• Aries This week, it's more important than ever to remember Moscow Rule No. 7: Lull your opposition into a false sense of complacency.
  • Taurus Canadians are known the world over for their laid-back attitude, which makes it even stranger that thousands of them have barricaded you in your house.
  • Gemini Your tireless efforts have finally united America's workers, but it's less glorious than it sounds, given that you're the NFL's director of brand marketing.
  • Cancer You've finally run up against a problem your trusty meat cleaver can't solve, but that's why they make big wooden mallets.
  • Leo An attempt to popularize the book-length homilies of Laura Ingalls Wilder will result in professional wrestling's strangest phase yet.

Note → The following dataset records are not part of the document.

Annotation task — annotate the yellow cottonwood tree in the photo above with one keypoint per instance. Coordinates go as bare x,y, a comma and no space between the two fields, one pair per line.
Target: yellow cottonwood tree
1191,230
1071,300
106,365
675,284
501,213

  • Virgo Your inability to keep a recent fascination with the rock group Kansas to yourself will result in the first recorded use of a ducking stool since 1848.
  • Libra When you finally come out of the coma, friends will cheer your decision to reveal your recipe for Polish Bacon Buns.
  • Scorpio You won't exactly fade into obscurity after your death, considering that that's where you spent all of your life.
  • Sagittarius When the aliens finally arrive, they'll be much less advanced than anyone expected, as evinced by your maiming under the bald tires of their out-of-control '79 Buick.
  • Capricorn You'll be thrown into a panic when the doctor diagnoses you with ulnar nerve damage, until he explains that that's just funny-bone trouble.
  • Aquarius Stephen Hawking will revise his controversial theory on black holes, leaving you stumped about that noisy thing in your sink that eats garbage.
  • Pisces The stars convey the wisdom that men and women are different, making you wonder momentarily if they might not just be giant fusion reactors after all.